The oil cartel – OPEC has agreed on a path-breaking oil production cut that may test the current low crude price era. This is the first time in eight years that the influential organization of the oil producers agreeing on production cut to stabilize prices. The last production limiting consensus was in 2008.
In the latest meeting at Algiers, the OPEC countries decided to limit production to a range of 32.5 to 33 million barrels of oil per day from 33.4 million at present. The production cut will be led by Saudi Arabia, the largest oil producer. Saudi is expected to give up 350,000 barrels a day, according to a senior OPEC source quoting the final proposal. Other OPEC nations are expected to lower production in their own numbers. Three countries- Iran, Libya and Nigeria are exempted from the production cuts because of their economic woes.
Oil prices were as high as $100 a barrel in mid-2014 and were even higher in the previous years. A global glut caused by the entry of shale producers brought down prices steeply and reached a low of $26 a barrel in February this year.

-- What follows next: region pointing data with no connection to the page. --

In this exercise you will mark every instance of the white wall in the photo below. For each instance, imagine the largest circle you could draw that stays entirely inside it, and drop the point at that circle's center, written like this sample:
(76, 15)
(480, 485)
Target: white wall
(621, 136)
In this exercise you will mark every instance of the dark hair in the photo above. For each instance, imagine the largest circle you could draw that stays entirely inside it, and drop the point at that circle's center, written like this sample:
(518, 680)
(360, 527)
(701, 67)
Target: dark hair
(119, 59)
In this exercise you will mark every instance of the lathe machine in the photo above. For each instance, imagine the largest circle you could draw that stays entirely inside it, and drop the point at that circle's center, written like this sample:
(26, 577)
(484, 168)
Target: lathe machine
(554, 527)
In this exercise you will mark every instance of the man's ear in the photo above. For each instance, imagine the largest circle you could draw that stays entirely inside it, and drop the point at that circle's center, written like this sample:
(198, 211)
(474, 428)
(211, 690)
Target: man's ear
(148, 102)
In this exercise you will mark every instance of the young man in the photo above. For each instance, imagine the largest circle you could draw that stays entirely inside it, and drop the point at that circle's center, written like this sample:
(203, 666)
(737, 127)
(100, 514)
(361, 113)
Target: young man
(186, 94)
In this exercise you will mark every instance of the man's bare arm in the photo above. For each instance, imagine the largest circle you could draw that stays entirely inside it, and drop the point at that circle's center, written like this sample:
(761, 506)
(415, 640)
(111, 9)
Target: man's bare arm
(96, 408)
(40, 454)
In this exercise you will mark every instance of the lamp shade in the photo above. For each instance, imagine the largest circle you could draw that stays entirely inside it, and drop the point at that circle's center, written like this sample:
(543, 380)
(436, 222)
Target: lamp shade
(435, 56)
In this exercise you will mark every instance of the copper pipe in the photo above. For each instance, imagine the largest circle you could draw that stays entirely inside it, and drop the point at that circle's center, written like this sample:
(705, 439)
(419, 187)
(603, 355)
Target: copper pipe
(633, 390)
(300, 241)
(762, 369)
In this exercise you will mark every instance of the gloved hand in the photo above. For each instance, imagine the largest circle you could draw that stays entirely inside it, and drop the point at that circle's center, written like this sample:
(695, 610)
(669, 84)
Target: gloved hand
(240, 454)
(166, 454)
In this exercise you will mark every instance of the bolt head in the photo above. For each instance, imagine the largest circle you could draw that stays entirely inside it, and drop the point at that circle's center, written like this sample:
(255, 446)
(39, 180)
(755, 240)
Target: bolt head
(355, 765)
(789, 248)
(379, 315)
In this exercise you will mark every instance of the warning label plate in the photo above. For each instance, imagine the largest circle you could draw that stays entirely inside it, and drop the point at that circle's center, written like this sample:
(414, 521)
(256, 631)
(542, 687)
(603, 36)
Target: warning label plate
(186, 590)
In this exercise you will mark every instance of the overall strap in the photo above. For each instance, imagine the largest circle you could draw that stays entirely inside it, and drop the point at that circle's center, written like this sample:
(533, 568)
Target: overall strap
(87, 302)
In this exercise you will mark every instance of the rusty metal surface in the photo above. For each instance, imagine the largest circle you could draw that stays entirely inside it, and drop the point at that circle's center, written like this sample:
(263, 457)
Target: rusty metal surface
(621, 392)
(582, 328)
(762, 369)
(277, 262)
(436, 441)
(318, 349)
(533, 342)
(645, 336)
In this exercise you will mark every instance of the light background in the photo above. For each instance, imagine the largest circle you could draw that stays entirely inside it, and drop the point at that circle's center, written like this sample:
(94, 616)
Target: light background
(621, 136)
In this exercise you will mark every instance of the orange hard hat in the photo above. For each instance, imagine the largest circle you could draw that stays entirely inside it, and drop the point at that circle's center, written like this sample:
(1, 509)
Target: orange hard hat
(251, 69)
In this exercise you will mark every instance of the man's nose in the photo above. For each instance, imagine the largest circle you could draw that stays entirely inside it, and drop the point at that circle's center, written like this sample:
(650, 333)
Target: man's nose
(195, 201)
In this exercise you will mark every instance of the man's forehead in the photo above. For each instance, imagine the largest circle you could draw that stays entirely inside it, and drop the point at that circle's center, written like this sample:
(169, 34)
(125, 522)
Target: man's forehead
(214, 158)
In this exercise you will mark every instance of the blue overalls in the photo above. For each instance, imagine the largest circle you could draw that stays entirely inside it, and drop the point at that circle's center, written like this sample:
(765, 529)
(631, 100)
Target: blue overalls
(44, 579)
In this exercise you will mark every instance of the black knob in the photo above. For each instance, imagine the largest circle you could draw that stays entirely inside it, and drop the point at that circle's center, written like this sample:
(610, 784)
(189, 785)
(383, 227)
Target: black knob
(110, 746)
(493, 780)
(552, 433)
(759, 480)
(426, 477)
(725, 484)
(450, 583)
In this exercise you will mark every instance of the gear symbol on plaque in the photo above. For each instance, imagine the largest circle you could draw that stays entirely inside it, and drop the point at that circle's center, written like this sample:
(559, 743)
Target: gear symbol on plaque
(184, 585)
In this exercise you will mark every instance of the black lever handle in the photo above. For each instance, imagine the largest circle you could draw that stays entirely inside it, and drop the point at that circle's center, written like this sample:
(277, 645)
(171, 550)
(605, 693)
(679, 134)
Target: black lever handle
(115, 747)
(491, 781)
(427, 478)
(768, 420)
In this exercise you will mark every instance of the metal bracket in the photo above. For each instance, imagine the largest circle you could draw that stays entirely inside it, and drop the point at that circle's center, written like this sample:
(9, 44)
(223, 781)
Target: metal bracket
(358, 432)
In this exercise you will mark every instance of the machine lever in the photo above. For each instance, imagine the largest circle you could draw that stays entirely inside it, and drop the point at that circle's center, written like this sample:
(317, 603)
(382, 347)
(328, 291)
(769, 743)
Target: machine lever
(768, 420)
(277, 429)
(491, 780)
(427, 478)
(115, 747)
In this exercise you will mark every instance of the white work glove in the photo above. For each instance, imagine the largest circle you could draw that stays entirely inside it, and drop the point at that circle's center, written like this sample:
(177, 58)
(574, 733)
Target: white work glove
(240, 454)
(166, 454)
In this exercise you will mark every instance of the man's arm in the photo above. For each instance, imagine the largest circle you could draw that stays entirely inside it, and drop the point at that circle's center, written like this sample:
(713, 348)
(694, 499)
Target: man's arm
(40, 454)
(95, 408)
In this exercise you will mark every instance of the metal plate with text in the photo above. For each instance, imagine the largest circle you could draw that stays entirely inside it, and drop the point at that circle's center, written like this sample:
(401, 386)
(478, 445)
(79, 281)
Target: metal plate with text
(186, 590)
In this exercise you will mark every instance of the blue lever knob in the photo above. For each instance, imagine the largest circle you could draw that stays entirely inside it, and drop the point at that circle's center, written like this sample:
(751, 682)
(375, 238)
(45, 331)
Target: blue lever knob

The new agreement will bring a fresh phase in the global crude market after a prolonged tight period for the producers. It may open a new front in the war between the conventional oil producers and the new generation shale producers of the US. The shale producers were looking for more space as price has reached a suffocating low level for them. But market analysts believe that the present cut is a moderate one and can’t make a big recovery in prices.